-
1. Re: Infinispan as a document store?
sannegrinovero Sep 4, 2014 7:29 PM (in response to brenuart)Hi,
since Infinispan shines when you can keep all of its data in memory, your first step would be to try seeing if you have enough memory across your servers to fit it all (and have some spare memory over as well of course).
I guess you won't be able to keep it all in memory, so you are probably looking into the CacheStore capabilities of Infinispan to keep the "hot" data in memory while offloading most of it to a different storage engine.. probably the disks on each server?
Also to consider the index size. Since the index is usually significantly smaller than the data, we often aim at having a full replica of the index on each node. That's not strictly a requirement, as you can distribute it too, but the more "diluted" this information is the less performing your queries will be.
Although, it's designed to do millions of queries per second so since you aim at just 3 units this might not be a problem.. still I would advice to verify with a POC how large your index would get for the full dataset. I can't pull an estimate of index size as this wildfly depends on the indexing options you intend to apply, which in turn depends on which queries you will need to be able to run. If you're just indexing some metadata that should not be a problem at all to fully replicate the index.
Might be worth considering that Infinispan 7 will also be able to run queries without the need for any index: as with traditional databases, queries will be slower but you get a benefit in write performance and scalability. Bear in mind though that an indexless query will simply iterate all entries.

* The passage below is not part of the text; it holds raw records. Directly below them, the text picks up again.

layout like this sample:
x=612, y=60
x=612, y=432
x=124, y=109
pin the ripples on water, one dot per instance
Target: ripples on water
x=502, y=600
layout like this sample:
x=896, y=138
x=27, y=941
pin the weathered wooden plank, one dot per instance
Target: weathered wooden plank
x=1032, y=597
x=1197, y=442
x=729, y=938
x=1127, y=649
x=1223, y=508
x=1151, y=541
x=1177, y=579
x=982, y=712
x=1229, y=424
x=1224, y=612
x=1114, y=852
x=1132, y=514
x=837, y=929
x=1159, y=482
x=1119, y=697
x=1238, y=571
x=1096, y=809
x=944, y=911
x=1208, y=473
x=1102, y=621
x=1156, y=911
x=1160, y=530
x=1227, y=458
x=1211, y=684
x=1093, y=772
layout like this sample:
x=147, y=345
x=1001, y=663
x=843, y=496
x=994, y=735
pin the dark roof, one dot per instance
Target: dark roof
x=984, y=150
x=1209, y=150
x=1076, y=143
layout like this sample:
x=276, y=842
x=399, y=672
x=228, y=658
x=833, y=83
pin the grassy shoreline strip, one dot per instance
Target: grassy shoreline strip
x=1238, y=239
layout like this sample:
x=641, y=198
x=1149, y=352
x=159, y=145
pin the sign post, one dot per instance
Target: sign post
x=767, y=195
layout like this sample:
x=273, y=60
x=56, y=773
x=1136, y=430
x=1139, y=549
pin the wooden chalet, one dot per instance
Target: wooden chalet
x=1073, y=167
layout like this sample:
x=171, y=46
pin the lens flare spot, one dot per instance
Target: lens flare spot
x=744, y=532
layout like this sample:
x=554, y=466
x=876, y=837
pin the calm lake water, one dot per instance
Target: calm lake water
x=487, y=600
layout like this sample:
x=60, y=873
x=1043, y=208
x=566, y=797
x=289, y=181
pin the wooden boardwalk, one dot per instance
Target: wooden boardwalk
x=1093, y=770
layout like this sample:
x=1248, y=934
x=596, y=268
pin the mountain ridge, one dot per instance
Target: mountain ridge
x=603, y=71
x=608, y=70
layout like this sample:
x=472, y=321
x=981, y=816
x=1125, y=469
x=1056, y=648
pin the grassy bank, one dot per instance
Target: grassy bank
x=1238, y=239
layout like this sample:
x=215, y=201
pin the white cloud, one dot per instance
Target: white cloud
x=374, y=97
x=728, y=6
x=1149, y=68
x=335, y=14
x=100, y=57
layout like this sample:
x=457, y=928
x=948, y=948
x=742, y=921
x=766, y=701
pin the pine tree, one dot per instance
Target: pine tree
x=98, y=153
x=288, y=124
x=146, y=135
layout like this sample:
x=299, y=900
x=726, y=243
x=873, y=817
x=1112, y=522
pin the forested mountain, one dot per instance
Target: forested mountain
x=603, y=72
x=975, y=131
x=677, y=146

It's good to remind that Infinispan was designed as a Cache, and not as an ACID database: the transactional features are meant to be able to participate with other JTA transactions (go/no go for a batch of changes), but strict durability hasn't been a design objective; as a cache, it's expected that you can load data from another system in case of catastrophical failure.
Considering the very low load you're expecting, and assuming you will keep most data off-heap in a CacheStore, you should be fine with just a couple of servers. Probably the hardest part will be to load all the initial data.. in this case I generally suggest to not load it at all, but to develop a custom CacheStore to have it load "on demand" from the existing source.